O primeiro desafio de Nguyen e seus amigos foi convencer David Lynch a aceitar ser objeto de estudo. Ele o convenceu dizendo que o filme seria um documento para que sua filha mais nova vive/ouvisse o pai, de viva voz, abrindo-se sobre sua vida e obra. David faz um autorretrato idílico da própria infância e admite (revela?) quanto foram turbulentos os anos de adolescência, em que andou metido em más companhias. A mãe é uma referência mítica. Já o pai... Lynch Sr. foi visitar o filho no porão em que residia, nos tempos de estudante. Encontrou restos de pequenos animais que o jovem David usava em suas experiências. Era cruel, o garoto. Papai sugere que não tenha filhos.

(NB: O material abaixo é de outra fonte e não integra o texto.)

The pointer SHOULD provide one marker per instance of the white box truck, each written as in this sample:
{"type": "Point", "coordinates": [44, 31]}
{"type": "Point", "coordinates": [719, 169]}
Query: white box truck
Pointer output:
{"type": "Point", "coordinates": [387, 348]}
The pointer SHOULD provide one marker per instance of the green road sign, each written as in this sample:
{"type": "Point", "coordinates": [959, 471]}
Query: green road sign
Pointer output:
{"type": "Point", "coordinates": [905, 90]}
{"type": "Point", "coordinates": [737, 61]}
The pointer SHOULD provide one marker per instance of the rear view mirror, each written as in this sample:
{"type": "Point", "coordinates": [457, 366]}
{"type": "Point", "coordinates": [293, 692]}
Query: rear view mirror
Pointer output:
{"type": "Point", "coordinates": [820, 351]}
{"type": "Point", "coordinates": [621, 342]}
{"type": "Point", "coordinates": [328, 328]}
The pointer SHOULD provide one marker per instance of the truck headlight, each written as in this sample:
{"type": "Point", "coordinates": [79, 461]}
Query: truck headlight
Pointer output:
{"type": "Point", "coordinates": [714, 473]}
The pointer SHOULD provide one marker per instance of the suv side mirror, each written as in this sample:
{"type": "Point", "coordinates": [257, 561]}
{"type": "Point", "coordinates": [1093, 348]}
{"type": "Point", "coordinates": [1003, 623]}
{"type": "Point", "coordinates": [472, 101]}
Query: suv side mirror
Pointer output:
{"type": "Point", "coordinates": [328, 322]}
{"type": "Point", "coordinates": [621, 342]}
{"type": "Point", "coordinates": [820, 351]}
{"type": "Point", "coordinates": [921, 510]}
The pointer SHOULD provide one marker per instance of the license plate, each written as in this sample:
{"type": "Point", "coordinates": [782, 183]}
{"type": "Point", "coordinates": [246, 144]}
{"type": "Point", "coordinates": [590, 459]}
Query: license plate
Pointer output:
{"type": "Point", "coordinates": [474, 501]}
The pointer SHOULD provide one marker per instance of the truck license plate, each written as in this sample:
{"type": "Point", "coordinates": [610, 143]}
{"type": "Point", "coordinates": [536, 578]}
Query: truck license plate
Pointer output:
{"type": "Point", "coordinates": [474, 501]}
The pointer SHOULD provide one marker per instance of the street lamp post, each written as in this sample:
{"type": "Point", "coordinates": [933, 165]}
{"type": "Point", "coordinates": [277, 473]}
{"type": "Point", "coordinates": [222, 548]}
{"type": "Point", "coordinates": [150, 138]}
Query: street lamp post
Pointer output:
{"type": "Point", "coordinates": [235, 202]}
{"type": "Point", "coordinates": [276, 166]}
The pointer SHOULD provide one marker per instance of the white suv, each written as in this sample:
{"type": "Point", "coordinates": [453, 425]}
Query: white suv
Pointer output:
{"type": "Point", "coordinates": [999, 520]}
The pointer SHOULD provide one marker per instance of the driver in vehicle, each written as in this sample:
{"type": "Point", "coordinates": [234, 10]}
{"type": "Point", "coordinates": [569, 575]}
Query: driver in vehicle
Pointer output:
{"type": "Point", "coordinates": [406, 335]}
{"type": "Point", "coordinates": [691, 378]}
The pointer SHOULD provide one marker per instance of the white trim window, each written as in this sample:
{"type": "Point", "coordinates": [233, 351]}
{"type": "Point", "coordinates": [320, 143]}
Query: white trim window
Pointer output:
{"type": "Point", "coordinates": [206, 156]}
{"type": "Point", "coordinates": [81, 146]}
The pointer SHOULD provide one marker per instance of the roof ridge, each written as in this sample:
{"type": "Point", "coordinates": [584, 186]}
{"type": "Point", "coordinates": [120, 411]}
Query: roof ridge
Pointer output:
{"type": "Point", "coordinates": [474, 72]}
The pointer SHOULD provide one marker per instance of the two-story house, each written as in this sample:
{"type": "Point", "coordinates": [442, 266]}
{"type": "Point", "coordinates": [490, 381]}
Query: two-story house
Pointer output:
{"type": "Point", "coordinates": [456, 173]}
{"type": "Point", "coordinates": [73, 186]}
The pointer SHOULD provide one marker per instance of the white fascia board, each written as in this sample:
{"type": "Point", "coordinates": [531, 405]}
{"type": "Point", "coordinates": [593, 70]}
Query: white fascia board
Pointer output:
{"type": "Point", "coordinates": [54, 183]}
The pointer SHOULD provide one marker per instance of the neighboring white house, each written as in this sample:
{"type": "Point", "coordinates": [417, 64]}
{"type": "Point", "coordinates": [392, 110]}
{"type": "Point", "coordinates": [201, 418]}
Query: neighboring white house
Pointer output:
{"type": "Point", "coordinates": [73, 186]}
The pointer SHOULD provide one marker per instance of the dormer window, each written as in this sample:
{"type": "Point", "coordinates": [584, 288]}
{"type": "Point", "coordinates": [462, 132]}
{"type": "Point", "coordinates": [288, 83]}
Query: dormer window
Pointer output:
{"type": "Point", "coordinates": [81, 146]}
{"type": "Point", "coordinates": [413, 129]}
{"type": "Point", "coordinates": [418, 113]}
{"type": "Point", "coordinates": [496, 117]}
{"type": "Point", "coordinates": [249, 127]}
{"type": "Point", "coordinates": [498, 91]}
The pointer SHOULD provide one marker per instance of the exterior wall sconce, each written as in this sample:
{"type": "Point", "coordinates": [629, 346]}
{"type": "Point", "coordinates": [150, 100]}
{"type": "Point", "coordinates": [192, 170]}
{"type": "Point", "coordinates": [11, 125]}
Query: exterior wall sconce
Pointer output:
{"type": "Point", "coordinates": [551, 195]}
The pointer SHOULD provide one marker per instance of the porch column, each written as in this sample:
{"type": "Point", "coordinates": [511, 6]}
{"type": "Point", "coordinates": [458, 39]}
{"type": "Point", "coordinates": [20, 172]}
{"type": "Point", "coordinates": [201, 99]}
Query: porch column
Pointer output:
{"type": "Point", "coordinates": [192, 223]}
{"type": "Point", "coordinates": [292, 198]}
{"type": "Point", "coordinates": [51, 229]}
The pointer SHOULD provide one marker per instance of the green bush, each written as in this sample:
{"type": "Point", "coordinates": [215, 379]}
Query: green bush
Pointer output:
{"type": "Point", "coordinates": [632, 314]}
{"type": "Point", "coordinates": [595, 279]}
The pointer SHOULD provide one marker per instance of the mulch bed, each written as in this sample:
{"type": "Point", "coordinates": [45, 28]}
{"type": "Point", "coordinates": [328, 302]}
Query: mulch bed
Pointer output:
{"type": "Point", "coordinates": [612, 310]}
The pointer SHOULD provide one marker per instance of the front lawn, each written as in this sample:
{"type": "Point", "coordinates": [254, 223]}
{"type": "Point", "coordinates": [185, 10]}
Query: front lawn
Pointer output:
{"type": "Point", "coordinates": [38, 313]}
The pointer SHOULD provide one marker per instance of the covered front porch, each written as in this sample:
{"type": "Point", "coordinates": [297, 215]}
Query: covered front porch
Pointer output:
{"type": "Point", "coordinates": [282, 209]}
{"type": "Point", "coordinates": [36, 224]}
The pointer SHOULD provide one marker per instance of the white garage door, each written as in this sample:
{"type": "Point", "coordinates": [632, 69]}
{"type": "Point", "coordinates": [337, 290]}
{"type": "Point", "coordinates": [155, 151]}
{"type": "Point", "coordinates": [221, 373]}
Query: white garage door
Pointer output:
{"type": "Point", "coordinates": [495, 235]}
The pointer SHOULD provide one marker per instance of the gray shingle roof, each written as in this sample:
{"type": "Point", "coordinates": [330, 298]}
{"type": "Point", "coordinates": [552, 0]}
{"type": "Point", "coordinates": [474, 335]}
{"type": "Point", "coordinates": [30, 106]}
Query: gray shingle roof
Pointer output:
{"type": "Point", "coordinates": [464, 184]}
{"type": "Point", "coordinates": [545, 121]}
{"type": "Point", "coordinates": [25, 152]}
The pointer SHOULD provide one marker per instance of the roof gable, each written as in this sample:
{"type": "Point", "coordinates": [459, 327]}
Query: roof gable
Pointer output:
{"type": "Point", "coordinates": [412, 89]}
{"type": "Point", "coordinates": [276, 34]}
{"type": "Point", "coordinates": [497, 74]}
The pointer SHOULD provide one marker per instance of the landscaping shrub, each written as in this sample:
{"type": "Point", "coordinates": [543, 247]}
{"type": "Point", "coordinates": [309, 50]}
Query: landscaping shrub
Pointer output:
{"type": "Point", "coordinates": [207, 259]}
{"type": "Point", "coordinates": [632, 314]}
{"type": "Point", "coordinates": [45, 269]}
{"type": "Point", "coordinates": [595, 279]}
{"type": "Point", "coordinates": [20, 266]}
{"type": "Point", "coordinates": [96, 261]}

Senão propriamente a crueldade, a bizarrice faz parte do universo de Lynch. Transparece em Twin Peaks e no seu retorno a Twin Peaks, atualmente no ar – e contemporâneo de A Vida de Um Artista. Foram anos de conversas – três – e Nguyen, Neergaard-Holm e Barnes devassam a intimidade do ateliê em que Lynch exerce seu ofício de pintor. Mais do que curioso, é intrigante vê-lo pintar. Mais de um crítico o filia à vertente do figurativo anglo-irlandês Francis Bacon, homônimo – e descendente – do filósofo elisabetiano. Bacon é frequentemente grotesco. Cria obras muitas vezes definidas como ‘pesadelos’. Lynch é surreal. Império dos Sonhos não recebeu esse título no Brasil por acaso. No original, é Inland Empire. Muitos críticos gostam de dizer que Lynch filma seus sonhos. Mas há uma lógica implacável nesses sonhos filmados, eé oque talvez diferencie David Lynch dos surrealistas.
Ele nasceu em 1946 e formou-se na Escola de Belas Artes da Pensilvânia. Em seu
Dicionário de Cinema, Jean Tulard resume – “Estreou com curtas-metragens, nos quais utilizava os procedimentos de animação. Seu gosto pelo cinema experimental pode ser visto em Eraserhead, sobre as relações de um homem com um horrível feto.” Justamente Eraserhead. O filme aborda os anos de formação e os múltiplos talentos de David até esse filme. E, embora tenha sido o começo de uma obra que prosseguiu através de O Homem-Elefante, Veludo Azul, Coração Selvagem, História Real, Cidade dos Sonhos, Império dos Sonhos, etc., o documentário ignora esse Lynch posterior. Eraserhead fica sendo o limite.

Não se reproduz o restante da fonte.